Bauvorhaben: Bau von 4 Reihenhäusern in aussichtsreicher Südlage in Aufhofen
Bauherr: Private
Ort: Aufhofen / Bruneck / Pustertal / Südtirol
Baubeginn: 2005

Das Projekt behandelt die Errichtung einer Reihenhausanlage mit fünf Einheiten in Aufhofen bei Bruneck.

Die extreme Geländebeschaffenheit lies nur eine vertikale Verteilung der Wohnräume in den Einheiten zu. Die maximale Höhendifferenz auf dem Baugrundstück beträgt ca. 10m. Die im Durchführungsplan vorgeschriebenen Quoten machten es nicht leicht, für alle Einheiten eine einigermaßen vernünftige Bebauung zu gewährleisten.

Grundsätzlich sind alle Einheiten ähnlich aufgebaut: Es wurde versucht, für alle ein gleichwertiges Gebäude mit guten Freiflächen, optimal belichteten Wohnräumen und einer maximalen Ausnutzung der urbanistischen Parameter zu schaffen. Dabei sind natürlich auch die Vorgaben für die Wohnbauförderung berücksichtigt worden.

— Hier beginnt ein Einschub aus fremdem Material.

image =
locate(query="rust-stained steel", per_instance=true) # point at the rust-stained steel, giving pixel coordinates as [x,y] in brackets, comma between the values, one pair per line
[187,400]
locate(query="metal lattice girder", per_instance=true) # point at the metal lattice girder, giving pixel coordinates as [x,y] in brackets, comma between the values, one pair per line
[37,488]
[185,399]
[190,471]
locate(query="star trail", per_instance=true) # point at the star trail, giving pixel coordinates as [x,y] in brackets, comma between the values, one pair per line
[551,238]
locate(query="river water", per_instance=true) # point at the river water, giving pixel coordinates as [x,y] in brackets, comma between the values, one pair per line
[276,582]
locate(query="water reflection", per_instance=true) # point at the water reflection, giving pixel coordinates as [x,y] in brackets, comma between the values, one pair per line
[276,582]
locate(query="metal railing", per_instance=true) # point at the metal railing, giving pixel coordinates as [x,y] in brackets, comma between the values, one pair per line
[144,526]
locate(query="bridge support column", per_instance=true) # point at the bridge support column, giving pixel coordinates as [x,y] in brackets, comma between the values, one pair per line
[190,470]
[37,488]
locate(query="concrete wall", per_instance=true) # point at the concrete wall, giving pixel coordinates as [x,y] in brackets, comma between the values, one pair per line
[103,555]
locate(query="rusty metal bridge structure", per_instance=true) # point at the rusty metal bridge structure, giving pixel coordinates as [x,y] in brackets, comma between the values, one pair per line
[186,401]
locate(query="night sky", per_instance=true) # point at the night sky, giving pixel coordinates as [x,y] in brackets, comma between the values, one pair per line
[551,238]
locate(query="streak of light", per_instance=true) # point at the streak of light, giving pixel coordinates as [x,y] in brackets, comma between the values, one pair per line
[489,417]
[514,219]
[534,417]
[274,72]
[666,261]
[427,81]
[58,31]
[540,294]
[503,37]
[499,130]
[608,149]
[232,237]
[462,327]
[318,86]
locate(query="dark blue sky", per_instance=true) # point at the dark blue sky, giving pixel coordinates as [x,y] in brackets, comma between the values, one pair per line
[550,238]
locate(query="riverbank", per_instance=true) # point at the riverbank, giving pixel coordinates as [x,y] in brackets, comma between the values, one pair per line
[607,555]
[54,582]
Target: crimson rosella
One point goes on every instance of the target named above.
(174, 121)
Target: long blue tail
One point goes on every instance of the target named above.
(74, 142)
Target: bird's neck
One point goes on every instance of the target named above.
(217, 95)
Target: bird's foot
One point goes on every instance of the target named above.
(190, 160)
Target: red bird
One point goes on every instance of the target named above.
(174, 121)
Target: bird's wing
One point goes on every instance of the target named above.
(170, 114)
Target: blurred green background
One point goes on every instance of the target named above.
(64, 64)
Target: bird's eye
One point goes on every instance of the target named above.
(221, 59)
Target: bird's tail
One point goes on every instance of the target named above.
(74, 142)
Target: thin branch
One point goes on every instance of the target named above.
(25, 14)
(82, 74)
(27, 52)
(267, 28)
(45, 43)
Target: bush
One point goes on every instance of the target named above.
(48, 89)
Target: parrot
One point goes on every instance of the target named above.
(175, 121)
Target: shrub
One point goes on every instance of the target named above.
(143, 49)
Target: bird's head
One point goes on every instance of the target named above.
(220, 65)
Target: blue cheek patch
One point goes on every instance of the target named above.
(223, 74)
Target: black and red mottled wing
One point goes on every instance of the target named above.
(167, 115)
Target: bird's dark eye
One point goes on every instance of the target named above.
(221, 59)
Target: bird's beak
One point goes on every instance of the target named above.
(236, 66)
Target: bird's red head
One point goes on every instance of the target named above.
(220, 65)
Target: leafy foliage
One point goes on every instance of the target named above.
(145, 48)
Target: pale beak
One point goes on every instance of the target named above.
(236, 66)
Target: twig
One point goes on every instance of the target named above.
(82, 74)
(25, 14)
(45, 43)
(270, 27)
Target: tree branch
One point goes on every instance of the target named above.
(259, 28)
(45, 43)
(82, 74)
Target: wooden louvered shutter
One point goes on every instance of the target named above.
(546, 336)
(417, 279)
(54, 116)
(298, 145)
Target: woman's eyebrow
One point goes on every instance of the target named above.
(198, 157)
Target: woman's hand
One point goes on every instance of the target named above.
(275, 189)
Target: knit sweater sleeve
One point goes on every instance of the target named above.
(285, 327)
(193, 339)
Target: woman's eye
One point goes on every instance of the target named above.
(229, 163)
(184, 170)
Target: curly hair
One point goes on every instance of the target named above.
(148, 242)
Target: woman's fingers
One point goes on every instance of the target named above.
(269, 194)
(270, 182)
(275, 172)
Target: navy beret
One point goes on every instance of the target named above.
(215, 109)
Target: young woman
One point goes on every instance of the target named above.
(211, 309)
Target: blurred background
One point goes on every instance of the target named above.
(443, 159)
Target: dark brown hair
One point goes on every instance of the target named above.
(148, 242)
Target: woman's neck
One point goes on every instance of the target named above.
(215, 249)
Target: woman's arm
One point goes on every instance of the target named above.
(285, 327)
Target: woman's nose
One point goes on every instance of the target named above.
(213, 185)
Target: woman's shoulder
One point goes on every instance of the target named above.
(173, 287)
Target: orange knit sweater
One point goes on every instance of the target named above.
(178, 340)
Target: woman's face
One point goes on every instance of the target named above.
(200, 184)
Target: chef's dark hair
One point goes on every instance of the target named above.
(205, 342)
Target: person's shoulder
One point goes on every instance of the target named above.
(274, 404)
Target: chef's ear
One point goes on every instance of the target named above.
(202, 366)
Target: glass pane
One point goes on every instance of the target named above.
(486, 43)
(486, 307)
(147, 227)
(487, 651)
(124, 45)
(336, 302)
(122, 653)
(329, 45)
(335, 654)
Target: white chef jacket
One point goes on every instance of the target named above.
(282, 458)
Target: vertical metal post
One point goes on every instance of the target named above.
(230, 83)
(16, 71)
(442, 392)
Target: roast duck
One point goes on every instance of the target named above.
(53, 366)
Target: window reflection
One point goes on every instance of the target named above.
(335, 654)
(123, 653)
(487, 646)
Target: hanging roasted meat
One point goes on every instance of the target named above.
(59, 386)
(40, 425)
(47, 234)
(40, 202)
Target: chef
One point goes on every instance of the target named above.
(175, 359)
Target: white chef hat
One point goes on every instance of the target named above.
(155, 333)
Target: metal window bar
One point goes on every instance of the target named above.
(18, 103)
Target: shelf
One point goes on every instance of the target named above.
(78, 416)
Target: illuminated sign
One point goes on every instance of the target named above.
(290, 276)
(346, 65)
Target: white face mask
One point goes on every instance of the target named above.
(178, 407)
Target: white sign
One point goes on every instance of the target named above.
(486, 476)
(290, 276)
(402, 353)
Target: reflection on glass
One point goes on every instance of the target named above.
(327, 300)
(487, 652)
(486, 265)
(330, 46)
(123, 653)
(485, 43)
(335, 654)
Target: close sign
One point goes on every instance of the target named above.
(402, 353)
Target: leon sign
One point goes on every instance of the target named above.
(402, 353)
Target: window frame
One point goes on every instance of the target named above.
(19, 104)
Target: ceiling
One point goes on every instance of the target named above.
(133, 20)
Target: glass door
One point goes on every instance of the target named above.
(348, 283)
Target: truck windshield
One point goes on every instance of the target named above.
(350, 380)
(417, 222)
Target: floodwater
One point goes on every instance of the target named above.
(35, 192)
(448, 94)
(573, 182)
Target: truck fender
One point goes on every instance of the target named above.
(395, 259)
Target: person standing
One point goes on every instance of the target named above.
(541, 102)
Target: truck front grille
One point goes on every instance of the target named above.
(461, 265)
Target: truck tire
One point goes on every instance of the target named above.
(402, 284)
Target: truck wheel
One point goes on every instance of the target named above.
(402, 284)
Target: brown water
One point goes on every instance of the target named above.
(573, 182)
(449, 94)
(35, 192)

Ein Keller- und Garagengeschoss mit teilweise offenen, überdachten Abstellplätzen, wird direkt von der bestehenden Gemeindestrasse aus erschlossen. Die Einfahrtsniveaus entsprechen im wesentlichen den bestehenden Quoten der Strasse. Der Nebeneingang (mit einer Lichtöffnung in der Decke zum Garten) auf dieser Ebene führt zu einer internen Treppe. Über diese erreicht man ein weiteres Untergeschoss, in welchem Technik-, Keller- und Lagerräume untergebracht sind. Erst eine Etage höher liegt das Erdgeschoss, das eine direkte Verbindung zum westseitig liegenden Garten hat. Auf dieser Ebene sind Wohn- oder Schlafräume untergebracht. Ebenso im ersten Obergeschoss. Das Dachgeschoss dient zur Unterbringung von Schlafzimmern oder von nicht ausgebauten Dachräumen. In der Einheit der Familie Forer dient das Dachgeschoss als Wohngeschoss.

Alle Einheiten besitzen großzügige Terrassen, die teilweise mit Glas überdacht sind. Die nicht einsehbaren Dachterrassen bieten für die Bewohner intimere Rückzugsflächen im Freien. Die Gärten an der Westseite sind jeweils etwas höhenversetzt zueinander und grenzen sich dadurch automatisch voneinander ab.

Der Haupteingang zu den verschiedenen Einheiten befindet sich an der Ostseite. Hier sind auch Besucherparkplätze untergebracht. Den Wohnungen vorgelagert sind hier diverse Grün- und Nebenflächen.

Zwei Einheiten verfügen über unterirdische Holzlagerräume, die von der Ostseite bestückt werden können.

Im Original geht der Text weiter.